Similarly, alongside the farmers are the Muslims, the other social group that remains marginalized in Telangana. Under the YSR government, Muslims were awarded 4% reservation as part of the OBC reservations. The TRS government has promised to enhance it to 12%. The Subramanium Committee, instituted in 2007, had identified 28 groups out of which 14 groups were made ineligible for reservation due to their superior social status, including sects such as Sheiks, Sayeeds, and Pathans.

These, in a sense, are perhaps the few communities that can afford higher education but having been denied the provision of reservation, we find almost 80% dropouts among Muslims. There is an impending need to provide educational loans and build social welfare hostels, which contributed in a big way towards improving literacy among the SC/STs. The most popular policy that has struck a chord among the Muslims is ‘Shaadi Mubarak’ where the government offers `50,000 to perform the marriage of girls from the economically weaker sections (the Hindu counterpart ‘Kalyana Laxmi’, with similar grant).

Most of the Muslims continue to be self-employed and without landholding in the rural hinterlands of Telangana. They continue to live under conditions of social segregation, fear, and many a time are implicated in false cases of crime. Culturally, Telangana had a strong Sufi tradition, and even today, besides Muslims, a large number of Hindus visit dargahs. Perhaps, political parties such as the All India Majlis-e-Ittehadul Muslimeen (MIM) are not the best representatives of this tradition. It is a literal everyday tussle between the social and political worlds. Chief Minister K. Chandrasekhar Rao performed Chandi Yaga at a whopping cost of ?7 crore. In order to balance his pro-Muslim policies, he has also appointed a Muslim as the deputy chief minister (CM). It is also a move to capture the space that the BJP-RSS combine has been laboriously building with manufactured issues of Charminar being built over the destruction of a temple and recalling the memory of Nizam’s rule and role of Razakars in wantonly using physical force against the Hindus.

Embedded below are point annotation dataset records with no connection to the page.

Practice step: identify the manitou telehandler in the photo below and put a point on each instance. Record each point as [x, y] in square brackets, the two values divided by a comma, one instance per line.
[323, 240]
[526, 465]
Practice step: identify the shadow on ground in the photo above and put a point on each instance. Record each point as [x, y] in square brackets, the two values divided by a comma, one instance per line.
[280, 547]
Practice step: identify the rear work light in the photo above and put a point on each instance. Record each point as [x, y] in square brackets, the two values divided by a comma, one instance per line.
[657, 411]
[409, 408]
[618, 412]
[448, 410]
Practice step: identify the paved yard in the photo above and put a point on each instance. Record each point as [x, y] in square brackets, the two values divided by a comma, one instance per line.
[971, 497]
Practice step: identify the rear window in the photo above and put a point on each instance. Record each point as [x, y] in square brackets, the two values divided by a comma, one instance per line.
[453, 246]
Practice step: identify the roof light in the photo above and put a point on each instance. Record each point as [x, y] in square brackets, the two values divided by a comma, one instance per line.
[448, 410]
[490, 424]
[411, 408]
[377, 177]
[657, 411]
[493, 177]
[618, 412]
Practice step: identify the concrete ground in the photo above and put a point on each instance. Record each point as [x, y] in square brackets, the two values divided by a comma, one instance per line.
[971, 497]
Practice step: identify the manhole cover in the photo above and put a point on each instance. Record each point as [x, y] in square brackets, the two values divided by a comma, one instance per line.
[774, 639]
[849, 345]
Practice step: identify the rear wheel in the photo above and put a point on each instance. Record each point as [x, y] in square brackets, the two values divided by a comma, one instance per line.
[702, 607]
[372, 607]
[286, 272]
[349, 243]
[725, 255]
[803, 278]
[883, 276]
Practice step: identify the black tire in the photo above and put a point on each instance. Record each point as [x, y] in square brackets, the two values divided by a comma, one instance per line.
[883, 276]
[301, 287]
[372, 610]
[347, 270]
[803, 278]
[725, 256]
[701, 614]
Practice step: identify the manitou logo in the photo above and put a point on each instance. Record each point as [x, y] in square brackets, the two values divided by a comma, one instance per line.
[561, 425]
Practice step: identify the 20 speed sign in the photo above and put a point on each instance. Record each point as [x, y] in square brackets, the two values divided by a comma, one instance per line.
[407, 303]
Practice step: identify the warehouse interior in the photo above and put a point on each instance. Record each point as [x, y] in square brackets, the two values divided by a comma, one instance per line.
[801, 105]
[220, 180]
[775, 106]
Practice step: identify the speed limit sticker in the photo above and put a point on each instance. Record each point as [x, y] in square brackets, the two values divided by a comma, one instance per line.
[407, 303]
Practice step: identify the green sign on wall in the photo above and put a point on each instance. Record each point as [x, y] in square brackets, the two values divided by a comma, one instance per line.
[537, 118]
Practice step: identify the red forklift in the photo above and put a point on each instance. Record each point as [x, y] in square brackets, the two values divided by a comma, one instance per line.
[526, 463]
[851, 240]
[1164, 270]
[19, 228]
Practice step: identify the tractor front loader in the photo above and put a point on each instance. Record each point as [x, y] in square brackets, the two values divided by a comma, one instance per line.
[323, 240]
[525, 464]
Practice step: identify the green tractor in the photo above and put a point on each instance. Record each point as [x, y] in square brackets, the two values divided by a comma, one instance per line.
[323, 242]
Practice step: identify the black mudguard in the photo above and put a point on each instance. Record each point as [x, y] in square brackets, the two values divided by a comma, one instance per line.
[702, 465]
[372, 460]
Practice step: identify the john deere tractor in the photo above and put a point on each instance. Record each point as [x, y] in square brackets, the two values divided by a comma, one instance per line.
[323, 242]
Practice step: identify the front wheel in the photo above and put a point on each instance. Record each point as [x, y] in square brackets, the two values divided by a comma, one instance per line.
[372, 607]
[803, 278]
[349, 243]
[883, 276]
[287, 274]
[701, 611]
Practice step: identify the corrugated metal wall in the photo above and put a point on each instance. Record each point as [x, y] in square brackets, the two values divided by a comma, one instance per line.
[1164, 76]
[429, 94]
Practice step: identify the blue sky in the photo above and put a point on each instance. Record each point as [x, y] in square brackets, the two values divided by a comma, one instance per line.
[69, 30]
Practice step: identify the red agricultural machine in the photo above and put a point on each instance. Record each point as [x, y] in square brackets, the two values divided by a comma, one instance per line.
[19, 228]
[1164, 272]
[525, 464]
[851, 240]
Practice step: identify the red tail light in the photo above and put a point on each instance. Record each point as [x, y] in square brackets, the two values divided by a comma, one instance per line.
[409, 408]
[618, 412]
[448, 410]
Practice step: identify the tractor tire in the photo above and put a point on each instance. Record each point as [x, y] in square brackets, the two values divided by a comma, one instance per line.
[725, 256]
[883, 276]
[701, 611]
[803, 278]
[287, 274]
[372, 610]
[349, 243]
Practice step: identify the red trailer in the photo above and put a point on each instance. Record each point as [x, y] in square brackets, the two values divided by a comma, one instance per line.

Smaller states like Telangana have given an immediate relief but the major issues remain the same as in any other state, including the issue of farmer suicides, jobless growth, and growing economic inequality between social groups and regions. Today in Telangana, farmers and students are the unhappy lot. Current TRS government has an ongoing conflict with the students of Osmania University who were the backbone of the struggle for a separate state. Smaller states have also weakened the federal set-up instead of strengthening it. It has led to a strong centre and weak states undermining their bargaining capacity depending on their financial clout and the number of Members of parliament (MPs) they send to the parliament. This is true of Andhra Pradesh too that has been struggling for a ‘special status’. Smaller states work in halting the centralization of capital and wealth among a few castes, and it redistributes the wealth within the regional elite and creates nominal opportunities for the rural and urban poor. It shifts the hold from ‘internal colonization’ of one region over the other but seems to have no means of addressing more structural of issues. Why is it that in spite of colonization being questioned, it does not yield to an alternative model of development? The question of ‘internal colonization’ remains a very relevant issue in India since the days of reorganization of states.